4/ @chobani redefines everything a mission-driven company can be. Their products are made in the US, with a manufacturing workforce that is 30% refugees and immigrants. It has sustainability goals in line with UN Sustainable Development Goals around emissions & water use.
5/ The same institutional pools of ESG capital and retail investors that salivated over @warbyparker @sweetgreens will be banging down the doors for @chobani.
6/ All that said, @chobani had a little problem from 2013-2020. They had category leadership but were trapped trying to innovate in a low-growth category. Sales rose from $1.1B in 2013 to $1.4B in 2020. Top-line growth was an anemic 3.2% in 2019.

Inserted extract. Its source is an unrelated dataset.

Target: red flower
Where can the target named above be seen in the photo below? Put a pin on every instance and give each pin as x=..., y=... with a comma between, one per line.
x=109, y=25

7/ The business generated $105M in operating cash last year, but it is capital intensive and has spent an average of $74M in CapEx the past three years. So why is a low-growth business spending all that money? To innovate, baby.

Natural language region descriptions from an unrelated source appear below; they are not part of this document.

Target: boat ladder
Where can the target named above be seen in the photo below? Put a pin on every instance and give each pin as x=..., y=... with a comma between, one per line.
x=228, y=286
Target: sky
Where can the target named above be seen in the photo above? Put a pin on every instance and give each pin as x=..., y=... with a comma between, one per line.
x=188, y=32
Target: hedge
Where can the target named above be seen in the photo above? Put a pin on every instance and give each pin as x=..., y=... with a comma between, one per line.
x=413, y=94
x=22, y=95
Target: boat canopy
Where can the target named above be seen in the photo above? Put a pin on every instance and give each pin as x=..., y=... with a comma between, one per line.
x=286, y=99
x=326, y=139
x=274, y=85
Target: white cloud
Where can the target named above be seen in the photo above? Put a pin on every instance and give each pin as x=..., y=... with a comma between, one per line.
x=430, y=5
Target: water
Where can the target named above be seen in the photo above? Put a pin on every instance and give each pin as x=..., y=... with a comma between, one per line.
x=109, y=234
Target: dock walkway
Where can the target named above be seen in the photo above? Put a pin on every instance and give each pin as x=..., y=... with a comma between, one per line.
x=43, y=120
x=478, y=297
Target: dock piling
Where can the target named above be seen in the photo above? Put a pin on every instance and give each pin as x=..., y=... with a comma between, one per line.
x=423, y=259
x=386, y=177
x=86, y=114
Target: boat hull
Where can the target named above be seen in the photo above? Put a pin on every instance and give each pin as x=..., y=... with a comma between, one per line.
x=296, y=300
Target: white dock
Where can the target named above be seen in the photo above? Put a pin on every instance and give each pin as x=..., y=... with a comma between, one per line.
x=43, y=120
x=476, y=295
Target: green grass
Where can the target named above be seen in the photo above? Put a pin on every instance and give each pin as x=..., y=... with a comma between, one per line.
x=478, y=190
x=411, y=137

8/ To understand how those capital investments paid off, let’s flash back to 2019. @oatly is a new entrant in plant-based milk, having the same type of meteoric rise @chobani did a decade prior. @oatly scaled to $204M in revenue in 2019. It went public in May and is worth ~$6B today.
9/ Now remember all those investments in innovation, manufacturing and supply chain capabilities? They enable Chobani oat milk to go from idea to commercial availability in less than 12 months and hit stores in Jan 2020.
10/ The Chobani oat milk platform became #3 in the category after less than six months on the shelf and is now neck and neck with @LoveMySilk for #2 in the market, with 15.1% market share.
11/ Plant-based dairy as a category is growing, with $2.4B in revenue (+7.5% YoY). And the oat milk market is downright exploding. In the 52 weeks ended 10/16/21, it was a $376M category (+79.6% YoY). Oat milk rose from 10.7% to 17.6% of the plant-based dairy market in that period.
12/ @chobani didn’t innovate for years in new categories but now it’s going crazy. Founder Hamdi Ulukaya said in the @chobani shareholder letter, “we have significant investments in the past few years to ensure we control our innovation, our production, our distribution, and our marketing.”
13/ @chobani launched dairy coffee creamer in Dec 2019 and now owns 12.8% of a $448M category. In June 2020, Chobani launched Chobani Probiotic and followed that with dairy probiotic yogurts and drinks and Little Chobani Probiotics for kids. In January came ready-to-drink coffee, a $2.3B category growing 18.6% YoY.
14/ @chobani innovation has driven improved financial results. Growth in 2020 was 5.2% YoY, up from 3.2% in 2019. And this year has gotten A LOT better. Growth for the 9 months ended Sept 2021 has been 13.8% YoY.
15/ So how do we value this? Assuming growth in Q4 is the same as the prior 9 months, @chobai will do $1.59 billion this year. Assume the core yogurt business grew 2% YoY since 2018 —> it will do $1.37B in 2020, with new categories at ~$220M.
16/ The core @chobani business is likely valued like the rest of big food, which tightly trades at 2.1-3.1x revenue. Use @generalmills as a comp at 2.8x revenue and growing 4% YoY. This values their core business at $3.8B.
17/ The $220M in @chobani new categories is growing CRAZY fast (Chobani oat milk at +68% YoY). Comps are likely @oatly, at 9x TTM revenue, and @beyondmeat, at 11.5x. @oatly new category growth is faster than either of these. At 10x sales, this piece of @chobani is valued at $2.2B.
18/ Sum of the parts here points to a $6B valuation for @chobani, but we all know @chobani is going to trade a lot higher than that. Why? (1) This is a beacon for every other ESG company and will attract capital commensurately; and (2) value will be put on their innovation platform + distribution capabilities.
19/ The world would be better off with more companies like @chobani. I’ll be cheering for @chobani to take more share from big food in every category in which they launch and operate!
Another excellent write up Jason. Perhaps investors looking for solid returns and a hedge against crypto positions...the new world! The corporate culture of Chobani is inspiring and well ahead of popular ESG mandates.